北海道の思い出

北海道へは何回も行っています。
小学生の頃、夏休みの家族旅行で連れて行ってもらいました。
台風と共に本土から渡り、行く先々で大雨だの洪水だので散々でした。
苫小牧の親戚の家に泊めてもらったのですが、そこのお姉さんから色んな漫画を借りて読みました。
一番衝撃的だったのは楳図かずお先生の『まことちゃん』です。
こんなに面白い漫画があったのかと思いました。

登別のクマ牧場にも連れて行ってもらいました。
堀を隔てた飼育場にクマが所狭しと立ち並び、観光客に向かって餌をねだっているのです。
人間の入った着ぐるみのように見えて、ちょっと悪夢のような光景でした。

クマ牧場と同じく登別の温泉ホテルにも泊まりました。
今でこそ違いますが、当時はまだ男湯の方が大きかったのです。
何種類ものお風呂があって、僕はそこに二時間くらいいました。
親が心配して様子を見にきたくらいです。

さて男湯と女湯は普通は壁で仕切られているものですが、そこは高さ2メートルくらいの生垣があるだけでした。
その生垣の前に男性がズラリと並んで、葉っぱや枝の間から女湯をのぞいていました。
これには子供ながら驚きました。
こんなインモラルな行為が公然と行われていて、しかも誰も注意しない。
きっと温泉側も黙認しているのでしょう。
あぁ、あんな大人にはなりたくない…と思いました(なっていません)。

ここまでは子供の頃の思い出。

大人になってからは観光で北海道に行くということは全く無くなり、仕事で行くだけになりました。
僕はツアー先で観光することは滅多にありません(演奏以外のことにエネルギーを使わないようにしたいから)。
しかし一日オフの日があれば話は別です。

何年前だったか、ピアノの黒田京子さんと二人で北海道に行きました。
その時、ちょうど1日だけ休みが取れたのです。
それならば、ということで、僕の希望で富良野へ行くことにしました。
ラベンダーも何もない冬の季節です。

富良野では有名なカレー屋さんにも行きました。
そこはカレーのルーをお代わり出来るのですが、その時厨房に向かって『ルールルルー』とキタキツネを呼ぶ時みたいに声をかけなければならない。
そういうルールがあって、ある雑誌にも載りました。
何だろう、この罰ゲームは、と思いながら小さい声で「ル、ル…、ルー、ル…」とまるでモールス信号のように言いました。
すると相席の夫婦の旦那さんの方が「そんな声じゃ聞こえないよ!もっと大きい声で言わなきゃ!」と言ってきたのです。

カレーを食べ終わってからレンタカーを借りてドラマ“北の国から”のロケ地に行きました。
運転は黒田さんです(僕は免許を持っていない)。
ロケ地についてスマホからさだまさしさんのテーマソングをかけて歩きました。
気分は完全に黒板純君です。
僕は彼と同学年で、勝手にファンになっています。
帰りにグッズ売り場で五郎さんの帽子を買いました。

五郎さんの家です。

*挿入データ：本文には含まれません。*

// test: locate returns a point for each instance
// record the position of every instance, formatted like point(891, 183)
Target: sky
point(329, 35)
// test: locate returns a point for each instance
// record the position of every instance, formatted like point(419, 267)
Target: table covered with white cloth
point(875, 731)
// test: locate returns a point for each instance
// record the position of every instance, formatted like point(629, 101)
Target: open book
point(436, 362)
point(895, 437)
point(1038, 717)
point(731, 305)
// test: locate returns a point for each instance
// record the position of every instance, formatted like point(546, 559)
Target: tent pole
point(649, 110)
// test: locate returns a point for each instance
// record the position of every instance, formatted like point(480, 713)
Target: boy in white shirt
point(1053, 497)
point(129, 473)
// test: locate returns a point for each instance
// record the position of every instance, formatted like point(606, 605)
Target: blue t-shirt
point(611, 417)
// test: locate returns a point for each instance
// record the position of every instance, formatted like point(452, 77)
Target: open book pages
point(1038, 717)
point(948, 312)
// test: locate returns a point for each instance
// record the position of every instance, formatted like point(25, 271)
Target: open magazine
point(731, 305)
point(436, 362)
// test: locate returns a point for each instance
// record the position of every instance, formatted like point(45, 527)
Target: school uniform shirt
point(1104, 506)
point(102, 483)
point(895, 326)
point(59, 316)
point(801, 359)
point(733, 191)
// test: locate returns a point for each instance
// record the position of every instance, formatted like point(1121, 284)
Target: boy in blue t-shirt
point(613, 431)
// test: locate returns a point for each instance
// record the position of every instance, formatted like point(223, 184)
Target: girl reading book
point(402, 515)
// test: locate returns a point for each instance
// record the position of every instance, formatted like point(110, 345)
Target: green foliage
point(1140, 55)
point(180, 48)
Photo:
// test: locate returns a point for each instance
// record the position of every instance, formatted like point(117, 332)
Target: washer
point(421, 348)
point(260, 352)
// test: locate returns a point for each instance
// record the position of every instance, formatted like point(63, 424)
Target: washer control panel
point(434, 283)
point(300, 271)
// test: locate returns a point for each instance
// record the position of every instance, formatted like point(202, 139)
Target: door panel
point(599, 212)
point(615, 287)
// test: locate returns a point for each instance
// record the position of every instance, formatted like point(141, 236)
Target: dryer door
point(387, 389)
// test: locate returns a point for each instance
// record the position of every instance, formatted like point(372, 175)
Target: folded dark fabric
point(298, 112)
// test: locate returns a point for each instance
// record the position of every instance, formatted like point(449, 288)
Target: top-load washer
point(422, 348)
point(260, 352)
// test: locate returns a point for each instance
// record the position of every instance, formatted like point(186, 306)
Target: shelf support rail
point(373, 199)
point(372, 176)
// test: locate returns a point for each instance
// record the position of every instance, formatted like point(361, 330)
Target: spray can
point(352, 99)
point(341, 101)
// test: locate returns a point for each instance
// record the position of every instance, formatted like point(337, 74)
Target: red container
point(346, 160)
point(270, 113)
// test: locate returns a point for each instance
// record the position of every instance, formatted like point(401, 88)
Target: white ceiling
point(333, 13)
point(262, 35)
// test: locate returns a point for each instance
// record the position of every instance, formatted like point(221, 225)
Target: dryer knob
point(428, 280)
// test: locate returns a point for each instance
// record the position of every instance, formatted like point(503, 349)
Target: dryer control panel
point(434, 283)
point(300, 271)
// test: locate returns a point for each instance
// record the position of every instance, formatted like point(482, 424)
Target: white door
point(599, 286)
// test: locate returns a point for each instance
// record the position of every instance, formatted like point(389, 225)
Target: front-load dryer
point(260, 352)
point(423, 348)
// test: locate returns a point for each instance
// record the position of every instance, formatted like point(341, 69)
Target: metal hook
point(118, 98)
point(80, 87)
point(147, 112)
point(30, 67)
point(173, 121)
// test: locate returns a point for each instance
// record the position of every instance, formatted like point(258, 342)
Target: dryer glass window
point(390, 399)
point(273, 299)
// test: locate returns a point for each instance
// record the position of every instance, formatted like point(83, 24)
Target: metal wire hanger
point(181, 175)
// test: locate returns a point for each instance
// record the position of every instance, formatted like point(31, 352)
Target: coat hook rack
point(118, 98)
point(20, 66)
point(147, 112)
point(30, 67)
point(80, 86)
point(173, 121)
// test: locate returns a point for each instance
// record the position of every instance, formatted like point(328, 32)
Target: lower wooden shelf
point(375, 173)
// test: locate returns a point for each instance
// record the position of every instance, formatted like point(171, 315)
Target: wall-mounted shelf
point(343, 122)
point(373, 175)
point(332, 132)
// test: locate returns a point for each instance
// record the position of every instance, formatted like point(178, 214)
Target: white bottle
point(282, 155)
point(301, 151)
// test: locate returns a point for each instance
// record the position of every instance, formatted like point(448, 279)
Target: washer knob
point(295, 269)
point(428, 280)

風力発電のプロペラが取り付けてある。

実は黒田さんはこの“北の国から”にちっとも興味はないし、何の思い入れもないのです。
それなのに富良野にまで一緒に来て、運転もさせられ…、何とも申し訳ないです。
しかも他のツアーではまた僕の希望で浜中町というモンキー・パンチさんの生まれ故郷に行き、ルパン三世のバスの前で僕の写真を撮ってくれたりしたのです。
もちろん黒田さんはルパン三世にも興味はありません。

浜中町のルパン三世バス。

また二人で北海道に行きたいねと話し合っています。
今度こそ黒田さんの希望する場所でオフの日を過ごしたいと思っています。

北海道は何度行っても食べ物が美味しく、人もカラッとしていて、しかも優しい。
夏は爽やかだし、それに田舎の景色は広々として落ち着いた気分になります。
しかしヒグマは怖い。
札幌はともかく、ちょっと町外れに行くとすぐ「ここはヒグマは出ますか?」とか聞いてしまいます。
熊は人間が生きたまま内臓から食べると言います。